Sukses

Belajar Tembang di Sekolah Macapat Yogyakarta Gratis, Siapa Mau?

Selain dibuka untuk umum, Sekolah Pamulangan Sekar Macapat ini juga tidak memungut biaya sepersen pun alias gratis.

Liputan6.com, Yogyakarta - Lantunan tembang Jawa sayup-sayup terdengar saat melintas di Alun-Alun Utara Yogyakarta pada sore hari.  Suara tembang macapat ini berasal dari bangunan joglo yang terletak di sisi utara.

Di joglo ini Mas Tumenggung Projosuwasono, abdi dalem Keraton Yogyakarta terlihat menyimak satu-satu muridnya sedang menembang. Mas Tumenggung Projosuwasono atau akrab disapa Projo bertugas sebagai pengampu Sekolah Pamulangan Sekar Macapat KHP Krida Mardawa milik Keraton Yogyakarta. Ia dibantu oleh 15 abdi dalem Keraton Yogyakarta lainnya, untuk mengelola sekolah macapat ini. 

"Saya dan di sini ditugaskan oleh Keraton Ngayogyakarta Hadiningrat untuk turut melestarikan dan mengenalkan tembang Macapat,” tuturnya saat ditemui Selasa (1/2/22).

Keberadaan Sekolah Pamulangan Sekar Macapat ini bermula dari peran Sri Sultan Hamengkubuwono VII yang peduli dengan pendidikan dan kesenian. Pada awalnya macapat hanya diperuntukan Raja dan kerabat Keraton Yogyakarta saja.

Seiring berjalannya waktu, pada masa pemerintahan Sri Sultan Hamengkubuwono VII, para Abdi Dalem Keraton Yogyakarta diperbolehkan belajar Macapat.

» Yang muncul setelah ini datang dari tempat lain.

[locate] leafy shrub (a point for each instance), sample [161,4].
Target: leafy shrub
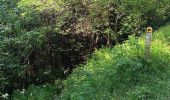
[123,73]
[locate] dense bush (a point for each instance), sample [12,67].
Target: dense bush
[123,73]
[42,40]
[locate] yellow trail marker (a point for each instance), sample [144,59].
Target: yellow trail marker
[148,41]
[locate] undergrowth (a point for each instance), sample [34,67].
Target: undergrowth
[121,73]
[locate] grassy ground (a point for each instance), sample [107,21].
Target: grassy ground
[119,73]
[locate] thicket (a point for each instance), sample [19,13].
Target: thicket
[42,40]
[122,72]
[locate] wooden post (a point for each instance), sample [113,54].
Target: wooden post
[148,41]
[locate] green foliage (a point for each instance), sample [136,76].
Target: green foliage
[37,37]
[42,92]
[123,73]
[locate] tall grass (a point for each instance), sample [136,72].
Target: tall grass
[119,73]
[123,72]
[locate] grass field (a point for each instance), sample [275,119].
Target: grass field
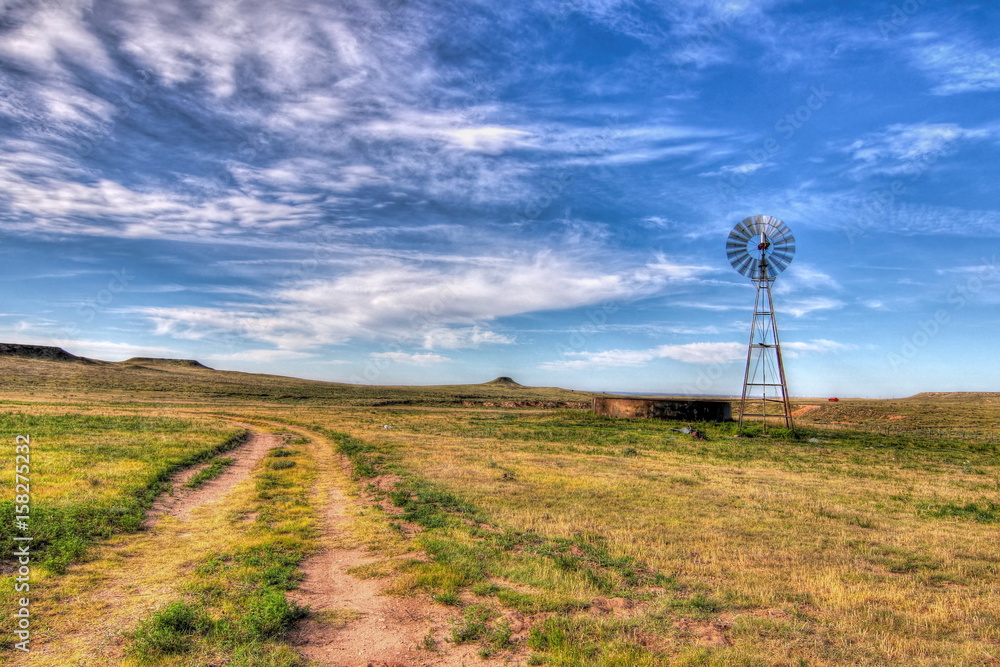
[610,542]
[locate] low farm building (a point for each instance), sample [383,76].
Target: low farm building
[663,408]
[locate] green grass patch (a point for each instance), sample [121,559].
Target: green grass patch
[94,476]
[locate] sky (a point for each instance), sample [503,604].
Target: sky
[429,192]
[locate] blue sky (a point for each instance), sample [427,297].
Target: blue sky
[424,192]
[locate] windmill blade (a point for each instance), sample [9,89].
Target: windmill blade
[741,246]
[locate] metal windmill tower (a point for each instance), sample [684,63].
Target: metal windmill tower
[760,247]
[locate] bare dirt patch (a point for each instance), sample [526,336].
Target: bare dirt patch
[352,623]
[805,409]
[183,500]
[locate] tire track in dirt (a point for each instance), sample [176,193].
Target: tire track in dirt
[379,630]
[130,575]
[183,500]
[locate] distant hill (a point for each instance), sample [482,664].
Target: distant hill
[503,381]
[155,361]
[45,352]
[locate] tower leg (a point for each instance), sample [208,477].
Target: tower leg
[765,369]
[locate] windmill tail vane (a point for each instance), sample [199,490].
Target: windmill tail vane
[761,247]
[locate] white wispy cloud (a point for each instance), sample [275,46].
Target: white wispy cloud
[910,148]
[419,359]
[958,64]
[262,356]
[691,353]
[446,306]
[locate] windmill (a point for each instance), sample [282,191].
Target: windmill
[760,247]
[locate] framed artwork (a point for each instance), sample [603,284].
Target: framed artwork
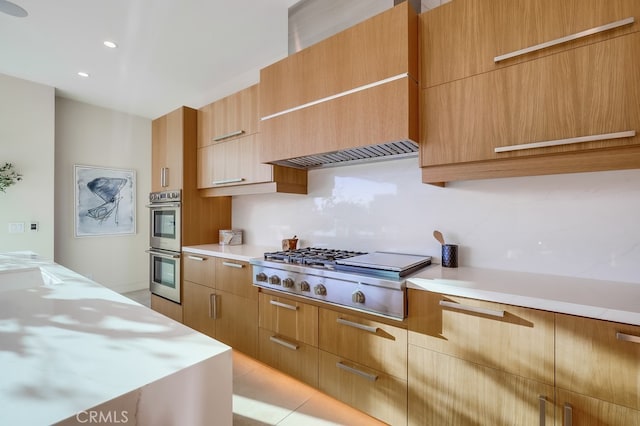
[105,201]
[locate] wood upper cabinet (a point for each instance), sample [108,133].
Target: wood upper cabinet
[462,38]
[598,371]
[590,91]
[231,117]
[305,100]
[168,136]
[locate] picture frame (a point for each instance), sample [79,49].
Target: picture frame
[105,201]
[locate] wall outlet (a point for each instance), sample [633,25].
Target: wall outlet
[16,227]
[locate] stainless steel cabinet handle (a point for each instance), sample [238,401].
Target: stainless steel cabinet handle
[283,305]
[228,135]
[627,337]
[569,141]
[568,414]
[543,409]
[284,343]
[368,328]
[213,306]
[565,39]
[474,309]
[370,377]
[231,180]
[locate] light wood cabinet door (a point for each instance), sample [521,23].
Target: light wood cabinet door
[231,117]
[379,346]
[288,355]
[232,162]
[600,359]
[290,318]
[236,322]
[512,339]
[199,269]
[591,90]
[234,276]
[378,394]
[198,305]
[444,390]
[578,410]
[167,139]
[378,48]
[462,38]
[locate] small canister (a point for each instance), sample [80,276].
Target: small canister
[230,237]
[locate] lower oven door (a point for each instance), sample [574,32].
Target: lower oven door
[165,274]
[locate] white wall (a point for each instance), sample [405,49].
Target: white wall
[27,140]
[585,225]
[93,136]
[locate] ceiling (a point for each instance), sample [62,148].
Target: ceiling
[170,53]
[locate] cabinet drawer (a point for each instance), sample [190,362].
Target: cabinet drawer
[584,92]
[292,319]
[290,356]
[444,390]
[520,341]
[378,394]
[234,276]
[198,269]
[485,29]
[379,346]
[598,358]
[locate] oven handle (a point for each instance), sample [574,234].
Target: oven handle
[163,254]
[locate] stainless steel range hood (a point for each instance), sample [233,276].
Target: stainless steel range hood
[365,154]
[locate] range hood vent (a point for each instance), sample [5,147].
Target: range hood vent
[365,154]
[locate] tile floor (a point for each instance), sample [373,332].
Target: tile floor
[264,396]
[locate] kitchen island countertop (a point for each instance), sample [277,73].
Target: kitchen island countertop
[599,299]
[74,352]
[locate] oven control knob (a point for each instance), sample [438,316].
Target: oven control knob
[320,290]
[274,279]
[357,297]
[288,283]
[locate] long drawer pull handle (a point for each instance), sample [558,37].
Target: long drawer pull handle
[368,376]
[543,409]
[475,309]
[337,95]
[284,343]
[565,39]
[368,328]
[283,305]
[627,337]
[231,180]
[568,414]
[568,141]
[228,135]
[213,306]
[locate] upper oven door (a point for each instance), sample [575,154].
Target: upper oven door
[165,226]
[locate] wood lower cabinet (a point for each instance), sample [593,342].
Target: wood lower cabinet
[597,371]
[221,301]
[289,337]
[445,390]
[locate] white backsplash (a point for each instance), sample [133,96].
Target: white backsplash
[584,225]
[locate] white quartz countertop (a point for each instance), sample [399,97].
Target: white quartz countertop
[242,252]
[605,300]
[68,344]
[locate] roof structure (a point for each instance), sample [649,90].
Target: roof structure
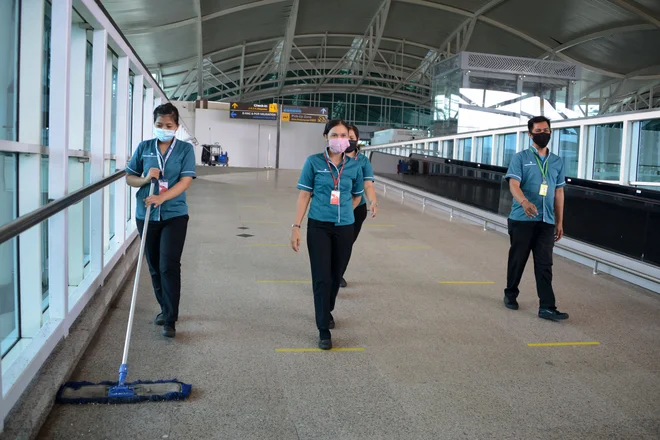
[260,49]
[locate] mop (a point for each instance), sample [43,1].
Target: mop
[122,391]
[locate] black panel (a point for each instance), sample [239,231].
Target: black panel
[613,217]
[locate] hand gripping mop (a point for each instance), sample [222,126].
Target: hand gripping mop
[121,391]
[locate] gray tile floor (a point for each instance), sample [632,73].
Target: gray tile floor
[440,361]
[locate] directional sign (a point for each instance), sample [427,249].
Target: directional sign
[241,110]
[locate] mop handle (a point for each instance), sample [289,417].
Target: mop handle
[131,314]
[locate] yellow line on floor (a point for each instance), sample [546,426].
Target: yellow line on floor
[313,350]
[284,281]
[562,344]
[268,245]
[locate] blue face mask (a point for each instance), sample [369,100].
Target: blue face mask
[164,135]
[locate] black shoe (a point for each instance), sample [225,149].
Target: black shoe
[552,314]
[169,331]
[159,319]
[325,344]
[510,303]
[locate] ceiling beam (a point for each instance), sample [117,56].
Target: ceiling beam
[285,55]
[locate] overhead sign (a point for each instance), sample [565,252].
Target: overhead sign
[292,113]
[239,110]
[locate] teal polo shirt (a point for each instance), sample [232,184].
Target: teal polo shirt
[180,163]
[525,170]
[367,172]
[316,178]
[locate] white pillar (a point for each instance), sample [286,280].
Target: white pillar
[58,175]
[121,147]
[30,175]
[76,252]
[99,79]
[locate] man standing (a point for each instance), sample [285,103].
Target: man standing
[536,180]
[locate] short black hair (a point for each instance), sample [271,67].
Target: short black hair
[333,123]
[537,120]
[354,129]
[167,109]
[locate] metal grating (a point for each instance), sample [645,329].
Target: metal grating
[519,66]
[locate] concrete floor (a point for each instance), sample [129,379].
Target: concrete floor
[440,361]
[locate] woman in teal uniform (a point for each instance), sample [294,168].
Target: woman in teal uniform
[172,163]
[360,213]
[334,185]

"Nah, berkembang sampai sekarang sekolah Macapat ini diperuntukan segala lapisan masyarakat," tuturnya.

Selain dibuka untuk umum, Sekolah Pamulangan Sekar Macapat ini juga tidak memungut biaya sepersen pun alias gratis. Jadi, tidak heran apabila sekolah macapat ini ramai diminati masyarakat, mulai dari pelajar, mahasiswa, lansia, maupun warga negara asing.

 

Saksikan video pilihan berikut ini:

2 dari 2 halaman

Kelas Macapat

Sama halnya dengan sekolah atau tempat kursus pada umumnya, di sekolah macapat ini juga menerapkan jenjang kelas. Ada tiga kelas yang ada di sini, yakni Macapat Sekar Alit (kelas pemula), Macapat Sekar Tengahan (kelas menengah) dan Macapat Sekar Ageng (kelas utama).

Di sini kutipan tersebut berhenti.